The industry is export led with around 80% of vehicles heading abroad and over half of those (57.5 percent) destined for the rest of the EU. Unrestricted access to the world’s largest single market, the negotiating strength of the EU to secure international trade deals, the ability to shape technical regulations and free movement of labour all provide significant benefits to UK businesses. This is why SMMT member companies large and small are overwhelmingly in favour of remaining in the EU.
Before the start of the campaigning period, SMMT commissioned a survey of its members – which includes car and commercial vehicle manufacturers, parts suppliers, aftermarket companies and other companies large and small. An overwhelming majority of 77% firms surveyed said remaining in Europe would be the best for their business, with only a minority 9% saying leaving would be best. Notably no large company said that an exit would be in their business’ best interests.
Mike Hawes, SMMT Chief Executive, said, “UK Automotive is globally competitive, securing record levels of investment, creating tens of thousands of jobs annually and exporting to over 100 countries. We want this success to continue rather than jeopardise it by increasing costs, making our trading relationships uncertain and creating new barriers to our single biggest and most important market, Europe. Remaining will allow the UK to retain the influence on which the unique and successful UK automotive sector depends.”
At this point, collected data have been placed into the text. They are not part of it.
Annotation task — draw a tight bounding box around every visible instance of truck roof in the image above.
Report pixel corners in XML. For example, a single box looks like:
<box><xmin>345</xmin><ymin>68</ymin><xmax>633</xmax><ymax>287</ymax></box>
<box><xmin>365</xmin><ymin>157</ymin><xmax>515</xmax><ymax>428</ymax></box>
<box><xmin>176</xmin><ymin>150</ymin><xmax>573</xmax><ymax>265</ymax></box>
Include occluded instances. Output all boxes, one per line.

There should be no ambiguity about the sector’s views ahead of such a critical vote. Senior figures from a wide range of UK-based automotive companies have reinforced this message.
Ken Gregor, Chief Financial Officer of Jaguar Land Rover, said, “Remaining in the EU – our largest market – will increase Jaguar Land Rover’s chances to grow, create jobs and attract investment in future technologies. Our European supply chain has been fundamental in helping us to meet customer expectations worldwide and achieve sustainable, profitable growth.”
Tony Walker, Deputy Managing Director, Toyota Motor Manufacturing UK, said, “After considered review, we believe that continued membership of the European Union is best for our business and for our competitiveness in the longer term.”
Dr Ian Robertson, Member of the Board of Management, BMW AG, said, “We firmly believe Britain would be better off if it remained an active and influential member of the EU, shaping European regulations which will continue to impact the UK whatever the decision on Thursday.”
Rory Harvey, Managing Director and Chairman of Vauxhall, said, “We are part of a fully integrated European company where we benefit from the free movement of goods and people. We believe not to be part of the EU would be undesirable for our business and the sector as a whole.”
Nigel Stein, Chief Executive, GKN PLC, said, “We see a real benefit in remaining in the EU. A vote to leave will not mean manufacturing investment disappears overnight, but over time a UK outside the EU will be disadvantaged and will lose the investment it needs to maintain our industries.”
Gamil Magal, Group Chief Executive, Magal Engineering Limited, a medium-sized Tier 1 components supplier, said, “Full unhindered access to the European single market is essential for Magal Engineering’s UK operations and growth.”